I read some background, too, in the Wikpedia article. Could not get through all of that, either, but hey, this is all Extra Credit of Good Citizenship, isn’t it? I recently saw a play, expertly performed by the graduating 5th grade class of the Meher School, where I work, all about the creation and adoption of the document. There I learned the poetic fact that Thomas Jefferson suffered from intense headaches–likely migraines–for 6 weeks before being able to finish the writing! It is was though he embodied the conflict he was writing about, as though the “demons” were tormenting him, until finally came the flood of release that brought the finished Declaration (though still to be edited by Congress), and a clear mind free from pain! Powerful metaphor!

What of the fact, though, that the ideals–particularly the most famous of them, expressed in the second sentence–were utterly laughable in terms of the actual realities in America at the time?
“We hold these truths to be self-evident, that all men are created equal, that they are endowed by their Creator with certain unalienable Rights, that among these are Life, Liberty and the pursuit of Happiness.”

The document should more accurately have been titled, “Declaration of Independence of the White Landowners of America.” The arguments that have been made for an “economic interpretation” of the American resistance to continued British rule would seem to have some merit, since all of the 56 signatories to the Declaration were, I believe, white landowners. There is also the fact that the vast geographical separation of the colonies from “Mother Britain” must over time have created a continental bonding and restlessness.

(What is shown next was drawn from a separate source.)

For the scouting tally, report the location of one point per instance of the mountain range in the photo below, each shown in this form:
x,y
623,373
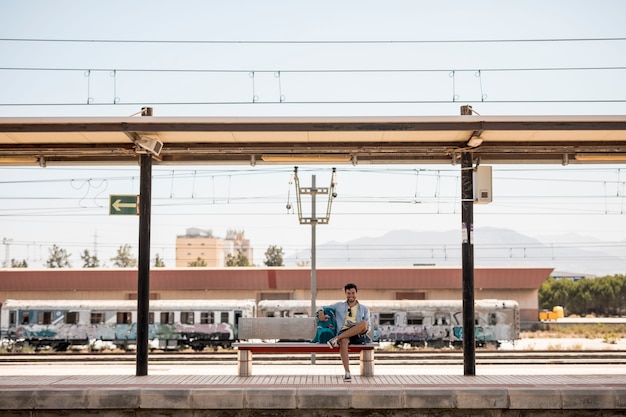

Yet I believe that there were true visionary ideals coming through Jefferson’s pen. That is why the document has influenced similar Declarations by more than 100 countries all over the world. The ideals have become the bulls-eye which we have been ashamed to miss so widely, and so have tried to make more and more a living reality. The legacy of the Declaration, championed by Abraham Lincoln, is soaked in the blood of our Civil War. In my opinion, the Declaration of Independence stands as an expression, particularly in those telling two sentences, of ideals which have also been incrementally approached via women’s suffrage, the Labor Movement, the Civil Rights Movement, and the recent rulings on Gay Marriage and even Obamacare, which represents a step toward true universal health care. Some day, the right to a physical home will also be included in the list of “inalienable rights.”

Some day we will be able to forget the Declaration of Independence but only when we have removed many more barriers within us, paving the way for a truly free and democratic external environment.

May that day not be far off! Prayers for our nation and the world it is part of, and in many ways a microcosm of.